What It Was Like To Work For Johnny Carson On The Tonight Show

Earning your first paycheck is a pretty huge deal, and Merritt Watts' new book First Jobs: True Tales Of Bad Bosses, Quirky Coworkers, Big Breaks, And Small Paychecks (Picador) chronicles those seminal — and varied — stories. Among the 50 men and women she interviewed, there's a story of a young woman who made money in college working as a nude model, and a teenager who helped his dad at a pet cemetery. Each of the stories is unique, but when Refinery29 chatted with Watts, she pointed out there was a common theme that ran through all of them:

Even the worst jobs have something to teach us. So, to make the most of the experience, you have to be open to learning those lessons, even if the only lesson is that you never want to do that job again.

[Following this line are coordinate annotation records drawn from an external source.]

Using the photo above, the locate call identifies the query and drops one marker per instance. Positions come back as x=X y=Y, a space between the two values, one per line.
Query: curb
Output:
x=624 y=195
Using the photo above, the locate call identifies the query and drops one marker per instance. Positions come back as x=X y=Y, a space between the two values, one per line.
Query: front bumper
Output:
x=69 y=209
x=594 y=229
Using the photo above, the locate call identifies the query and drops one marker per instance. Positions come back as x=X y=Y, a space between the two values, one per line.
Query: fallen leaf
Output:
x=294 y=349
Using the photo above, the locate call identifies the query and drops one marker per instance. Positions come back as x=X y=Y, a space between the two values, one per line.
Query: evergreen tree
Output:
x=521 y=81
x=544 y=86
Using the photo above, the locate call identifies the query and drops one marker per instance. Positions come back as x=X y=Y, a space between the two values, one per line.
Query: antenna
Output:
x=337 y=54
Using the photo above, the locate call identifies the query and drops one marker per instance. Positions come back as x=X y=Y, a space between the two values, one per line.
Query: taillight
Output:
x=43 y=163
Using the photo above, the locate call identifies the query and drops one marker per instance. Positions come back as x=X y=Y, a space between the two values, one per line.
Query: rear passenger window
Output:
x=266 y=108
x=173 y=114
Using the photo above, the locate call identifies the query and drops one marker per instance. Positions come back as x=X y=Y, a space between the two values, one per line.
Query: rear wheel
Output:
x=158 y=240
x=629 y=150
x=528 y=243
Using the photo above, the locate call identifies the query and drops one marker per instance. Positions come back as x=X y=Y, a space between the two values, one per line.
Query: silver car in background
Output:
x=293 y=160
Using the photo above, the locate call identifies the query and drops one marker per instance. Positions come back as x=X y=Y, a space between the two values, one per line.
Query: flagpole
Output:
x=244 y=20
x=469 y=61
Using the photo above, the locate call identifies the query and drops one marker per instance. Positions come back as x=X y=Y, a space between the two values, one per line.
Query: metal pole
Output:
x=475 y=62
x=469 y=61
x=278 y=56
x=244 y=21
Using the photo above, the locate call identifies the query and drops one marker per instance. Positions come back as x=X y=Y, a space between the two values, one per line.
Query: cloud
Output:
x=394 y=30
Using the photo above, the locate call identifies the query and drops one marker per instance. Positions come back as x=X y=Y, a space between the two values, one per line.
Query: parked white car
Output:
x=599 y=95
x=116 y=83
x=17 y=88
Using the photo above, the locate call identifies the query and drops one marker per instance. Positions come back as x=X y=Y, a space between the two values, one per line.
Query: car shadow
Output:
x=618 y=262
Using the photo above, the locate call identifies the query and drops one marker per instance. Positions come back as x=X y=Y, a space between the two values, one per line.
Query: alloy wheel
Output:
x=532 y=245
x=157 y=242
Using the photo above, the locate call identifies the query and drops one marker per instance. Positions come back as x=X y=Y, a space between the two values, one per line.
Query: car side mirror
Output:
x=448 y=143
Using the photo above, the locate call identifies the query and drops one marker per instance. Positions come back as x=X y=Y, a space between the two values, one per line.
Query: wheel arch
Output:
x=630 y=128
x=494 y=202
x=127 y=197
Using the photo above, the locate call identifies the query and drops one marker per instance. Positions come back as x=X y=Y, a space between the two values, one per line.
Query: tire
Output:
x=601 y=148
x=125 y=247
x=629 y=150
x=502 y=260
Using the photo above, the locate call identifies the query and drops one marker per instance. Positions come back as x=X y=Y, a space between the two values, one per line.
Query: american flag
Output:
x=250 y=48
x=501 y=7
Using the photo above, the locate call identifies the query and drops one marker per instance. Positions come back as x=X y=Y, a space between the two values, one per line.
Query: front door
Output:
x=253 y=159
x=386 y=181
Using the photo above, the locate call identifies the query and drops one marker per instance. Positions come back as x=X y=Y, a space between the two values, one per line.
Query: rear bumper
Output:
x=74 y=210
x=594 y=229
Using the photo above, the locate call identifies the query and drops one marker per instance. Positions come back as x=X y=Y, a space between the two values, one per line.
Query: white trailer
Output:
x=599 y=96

I’ve come to believe that a bad first job can actually be the best thing that ever happened to you — you’ll learn gobs more than you would at a nice, easy job, but it’s inherently temporary, so you’re not throwing your entire career off track. If you’re going to really screw up, now’s the time! 

Ahead, we have an excerpt from First Jobs. Louisa Ermelino had a small gig at a very big TV show during the late '60s — and learned a lot during her six-month stint in showbiz. Read on for her less-than-glitzy tale of time at The Tonight Show with Johnny Carson.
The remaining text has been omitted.